Identifying mechanisms responsible for spatial synchrony in the dynamics of populations is the focus of much recent research (reviews in Bjørnstad, Ims & Lambin 1999; Koenig 1999; Caldow & Racey 2000). Specifically, research has focused on the contribution of climatic factors (Grenfell et al. 1998), dispersal (Kaitala & Ranta 1998; Baillie et al. 2000) and patterns of predation (Ims & Steen 1990) to patterns of synchrony, often extending over large areas (Ranta, Kaitala & Lindén 1995). The topic is of both fundamental and applied interest (Ormerod & Watkinson 2000). Indeed, the extent to which populations are synchronized impinges on the viability of fragmented populations and on the dynamics of pathogens.
In boreal regions, the hypothesis that predation by mustelids is responsible for the periodic high amplitude fluctuations in vole abundance has gained much support (reviews in Stenseth & Ims 1993; Korpimäki & Krebs 1996; Turchin & Hanski 1997). Spatial synchrony in vole abundance may be a consequence of predation by wide-ranging raptors (the regional synchrony hypothesis; RSH; Ydenberg 1987) that can respond both functionally and numerically to increasing vole abundance without a time-lag (Galushin 1974; Korpimäki 1985; Korpimäki 1986; Ydenberg 1987; Korpimäki & Norrdahl 1991; Korpimäki 1991a,b; Steen 1995; Norrdahl & Korpimäki 1996).

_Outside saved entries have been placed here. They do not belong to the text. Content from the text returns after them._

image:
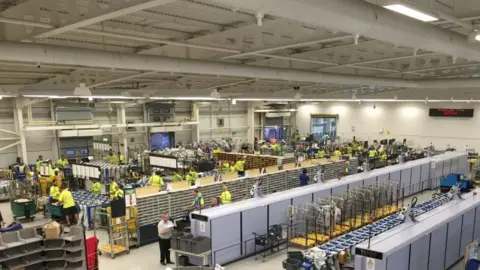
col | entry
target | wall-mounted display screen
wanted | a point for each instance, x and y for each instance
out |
(162, 140)
(271, 132)
(442, 112)
(324, 128)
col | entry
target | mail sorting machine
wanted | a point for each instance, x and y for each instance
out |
(436, 241)
(256, 215)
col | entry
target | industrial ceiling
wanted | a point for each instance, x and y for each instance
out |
(243, 48)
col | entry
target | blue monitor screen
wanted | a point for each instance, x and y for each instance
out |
(271, 132)
(162, 140)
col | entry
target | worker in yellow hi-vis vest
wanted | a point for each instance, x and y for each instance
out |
(62, 162)
(226, 196)
(240, 167)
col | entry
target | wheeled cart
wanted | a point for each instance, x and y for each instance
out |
(117, 233)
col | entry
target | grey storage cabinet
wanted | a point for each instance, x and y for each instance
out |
(27, 249)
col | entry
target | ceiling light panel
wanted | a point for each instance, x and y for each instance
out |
(412, 13)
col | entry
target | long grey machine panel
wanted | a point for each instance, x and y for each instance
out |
(234, 241)
(436, 242)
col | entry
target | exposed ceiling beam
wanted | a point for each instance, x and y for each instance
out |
(153, 40)
(231, 84)
(99, 17)
(297, 59)
(366, 19)
(25, 52)
(289, 46)
(122, 79)
(382, 60)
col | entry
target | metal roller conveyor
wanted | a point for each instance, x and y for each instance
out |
(347, 241)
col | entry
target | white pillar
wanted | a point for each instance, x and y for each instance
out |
(196, 117)
(55, 146)
(251, 123)
(146, 135)
(22, 147)
(122, 138)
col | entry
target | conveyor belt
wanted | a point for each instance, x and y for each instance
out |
(351, 239)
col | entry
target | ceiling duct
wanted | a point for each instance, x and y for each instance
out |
(365, 19)
(51, 54)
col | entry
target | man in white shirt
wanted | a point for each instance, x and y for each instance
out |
(165, 228)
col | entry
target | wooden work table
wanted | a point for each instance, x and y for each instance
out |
(233, 176)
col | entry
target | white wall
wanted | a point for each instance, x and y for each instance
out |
(42, 142)
(235, 121)
(403, 120)
(38, 143)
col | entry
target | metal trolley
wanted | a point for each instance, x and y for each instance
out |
(117, 229)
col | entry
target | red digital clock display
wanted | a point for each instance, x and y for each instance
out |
(440, 112)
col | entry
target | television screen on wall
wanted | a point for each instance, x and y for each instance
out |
(442, 112)
(162, 140)
(271, 132)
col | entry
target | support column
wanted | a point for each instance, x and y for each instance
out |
(146, 135)
(22, 146)
(196, 117)
(55, 144)
(122, 139)
(251, 123)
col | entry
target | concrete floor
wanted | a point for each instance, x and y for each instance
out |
(147, 257)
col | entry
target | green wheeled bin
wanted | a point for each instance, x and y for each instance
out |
(23, 208)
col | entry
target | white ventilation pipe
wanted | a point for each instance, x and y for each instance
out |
(50, 54)
(365, 19)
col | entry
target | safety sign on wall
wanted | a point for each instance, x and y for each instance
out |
(370, 264)
(130, 197)
(202, 226)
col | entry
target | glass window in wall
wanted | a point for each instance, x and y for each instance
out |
(324, 128)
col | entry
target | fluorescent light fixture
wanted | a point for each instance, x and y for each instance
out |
(82, 90)
(45, 96)
(82, 97)
(412, 13)
(186, 98)
(297, 96)
(357, 100)
(215, 94)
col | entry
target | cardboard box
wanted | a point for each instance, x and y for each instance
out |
(52, 230)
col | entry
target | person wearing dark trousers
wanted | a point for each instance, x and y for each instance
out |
(165, 228)
(304, 179)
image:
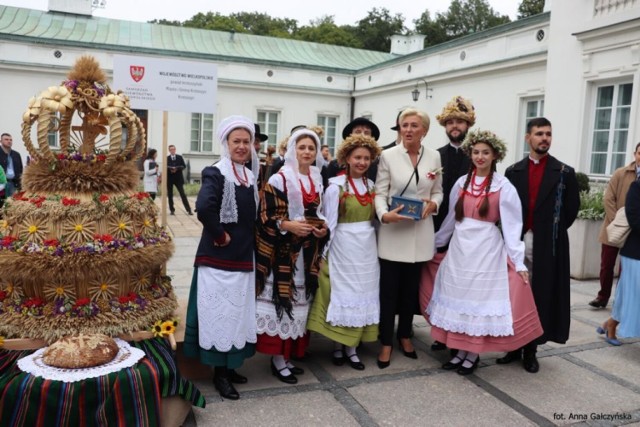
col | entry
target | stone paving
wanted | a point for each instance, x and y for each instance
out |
(585, 382)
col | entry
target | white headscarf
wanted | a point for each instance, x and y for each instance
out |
(292, 174)
(229, 207)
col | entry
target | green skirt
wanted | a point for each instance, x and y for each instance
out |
(349, 336)
(231, 359)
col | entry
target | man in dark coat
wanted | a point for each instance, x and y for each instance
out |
(175, 166)
(456, 117)
(11, 162)
(358, 126)
(548, 191)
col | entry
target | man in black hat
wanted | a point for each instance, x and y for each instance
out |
(358, 126)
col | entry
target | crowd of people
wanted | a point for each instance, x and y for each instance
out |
(342, 246)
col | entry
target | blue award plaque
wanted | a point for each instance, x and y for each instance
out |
(412, 207)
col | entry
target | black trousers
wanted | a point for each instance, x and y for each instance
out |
(399, 282)
(180, 186)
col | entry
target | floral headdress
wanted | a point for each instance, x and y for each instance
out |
(458, 108)
(488, 137)
(357, 141)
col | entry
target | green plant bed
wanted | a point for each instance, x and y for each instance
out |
(591, 205)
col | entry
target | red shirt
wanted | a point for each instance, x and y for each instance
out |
(536, 170)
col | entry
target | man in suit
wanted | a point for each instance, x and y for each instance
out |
(457, 116)
(548, 191)
(175, 166)
(614, 199)
(11, 162)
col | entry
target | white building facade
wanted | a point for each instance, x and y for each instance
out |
(577, 64)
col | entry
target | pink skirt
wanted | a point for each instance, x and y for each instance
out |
(526, 324)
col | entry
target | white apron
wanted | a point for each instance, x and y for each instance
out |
(471, 293)
(226, 308)
(355, 294)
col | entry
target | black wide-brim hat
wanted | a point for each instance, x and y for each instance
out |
(397, 126)
(361, 121)
(259, 135)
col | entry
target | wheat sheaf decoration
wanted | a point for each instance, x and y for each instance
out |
(90, 119)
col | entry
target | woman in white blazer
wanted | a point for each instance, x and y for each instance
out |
(151, 173)
(410, 170)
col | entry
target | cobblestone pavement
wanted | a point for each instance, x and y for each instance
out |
(584, 382)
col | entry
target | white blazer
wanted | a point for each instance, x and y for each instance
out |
(407, 241)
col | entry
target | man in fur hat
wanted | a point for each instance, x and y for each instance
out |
(457, 116)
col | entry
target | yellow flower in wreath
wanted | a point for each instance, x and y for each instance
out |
(157, 329)
(168, 327)
(79, 229)
(140, 282)
(120, 226)
(33, 230)
(59, 291)
(102, 288)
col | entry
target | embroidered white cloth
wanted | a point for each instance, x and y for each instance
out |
(266, 317)
(226, 308)
(127, 357)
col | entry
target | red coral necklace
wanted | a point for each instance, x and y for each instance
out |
(363, 199)
(308, 197)
(244, 181)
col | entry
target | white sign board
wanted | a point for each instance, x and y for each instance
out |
(166, 84)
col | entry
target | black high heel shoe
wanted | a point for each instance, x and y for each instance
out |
(356, 364)
(462, 370)
(225, 388)
(288, 379)
(409, 354)
(385, 364)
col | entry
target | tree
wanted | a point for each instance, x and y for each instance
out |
(214, 21)
(375, 30)
(469, 16)
(434, 32)
(261, 24)
(530, 7)
(324, 30)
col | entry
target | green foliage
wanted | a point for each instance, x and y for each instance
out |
(324, 30)
(591, 205)
(375, 29)
(583, 182)
(462, 18)
(372, 32)
(530, 7)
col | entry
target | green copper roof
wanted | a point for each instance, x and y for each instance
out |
(61, 29)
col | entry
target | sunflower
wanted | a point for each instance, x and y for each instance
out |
(33, 229)
(120, 226)
(79, 229)
(59, 291)
(157, 329)
(168, 327)
(102, 288)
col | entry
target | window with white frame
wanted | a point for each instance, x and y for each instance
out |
(269, 124)
(328, 124)
(610, 133)
(201, 133)
(52, 136)
(533, 107)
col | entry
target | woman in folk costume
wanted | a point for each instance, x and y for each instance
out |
(482, 300)
(346, 308)
(290, 237)
(220, 327)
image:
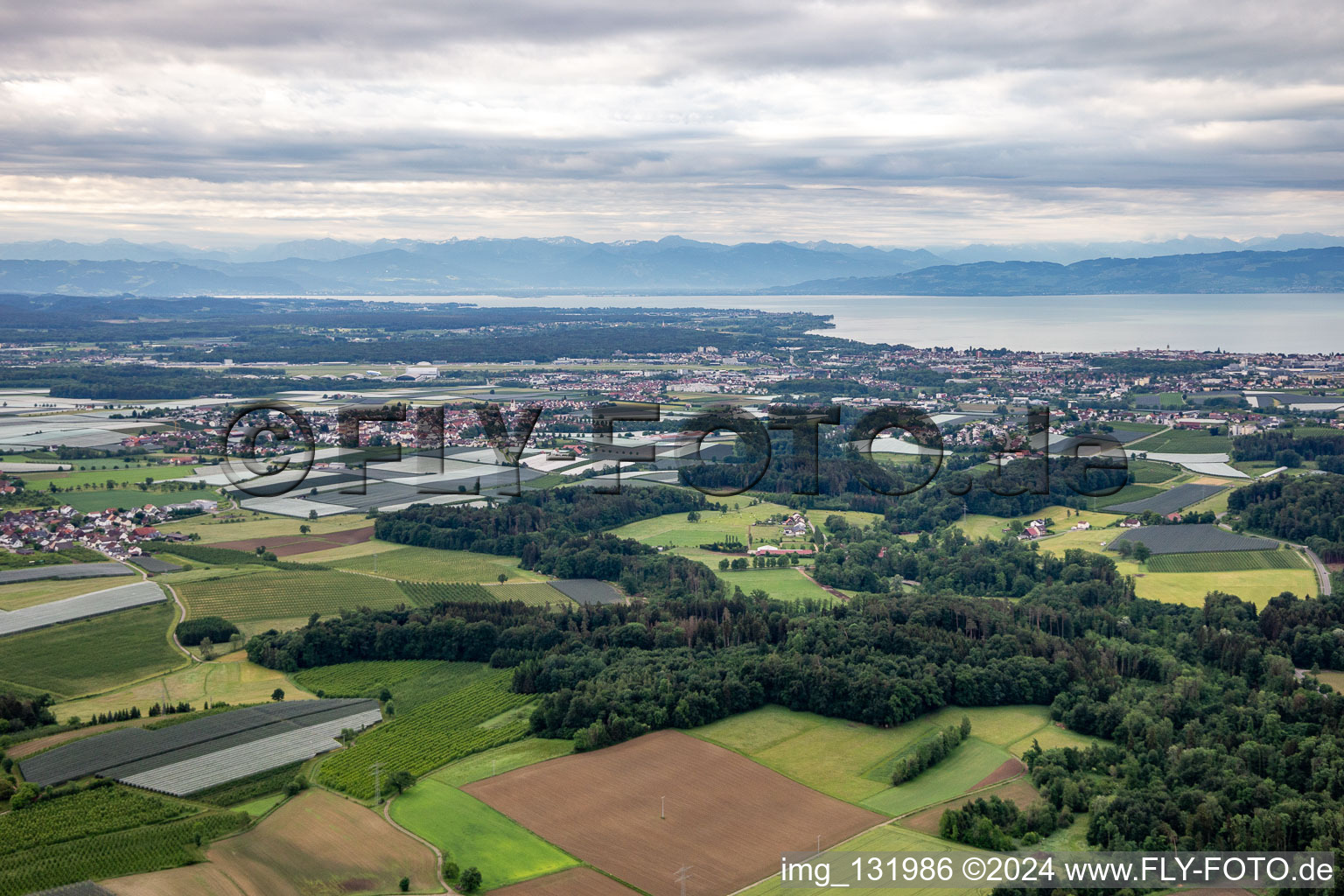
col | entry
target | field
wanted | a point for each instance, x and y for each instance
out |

Support for the RSH comes from both spatially explicit models of predator–prey interactions and from experimental observations. Ims & Steen (1990) used a model to show that nomadic avian predators could cause population synchrony if they killed approximately 25% of the summer prey population and responded numerically, without a time lag, to spatial variations in vole abundance. Steen (1995) recorded the mortality rates of radio-collared root voles Microtus oeconomus, in a cyclic population still at peak density after the density in neighbouring areas had declined. He found that predators accounted for 82% of the mortality, of which approximately half was due to avian predators, and concluded that predation by nomadic avian predators was sufficient to cause population synchrony. Norrdahl & Korpimäki (1996) attempted to test the RSH experimentally by removing nest sites of some avian predators in five (four in some years) 3-km2 areas, 4–15 km apart, over 4 years in western Finland. Subsequently, spatial variations in prey density were higher among predator-reduction areas than among similar-sized controls, which suggested that avian predators might contribute to spatial synchrony. Further studies demonstrating that reductions in nomadic predator density can lead to higher variation in vole densities across a landscape would provide useful collaborative evidence for the RSH, particularly if the density of nomadic predators was reduced over large areas.
In this paper we focus on the role of vole-eating raptors in synchronizing field vole Microtus agrestis L. abundance in an extensive conifer forest in northern England. Here field voles inhabit the grassy vegetation in young conifer crops and numbers fluctuate on a 3–4-year cycle (Petty 1992, 1999; Petty & Fawkes 1997; Lambin, Petty & MacKinnon, 2000), similar to those in central Fennoscandia (Hanski, Hansson & Henttonen 1991). However, vole abundance has been shown to change in a wave-like manner, with synchrony in the direction of the wave being 5–10-fold smaller than that reported in Fennoscandia (Lambin et al. 1998). We show that the most abundant nomadic vole-eating raptors have been in long-term decline, hence providing a natural experiment to investigate the role of these raptors in regulating vole synchrony. If these species are able to synchronize vole abundance over extensive areas, the RSH predicts that the decline should be associated with a decrease in spatial synchrony in vole abundance. We also investigated the ability of a sedentary vole-eating raptor to synchronize vole abundance over smaller areas.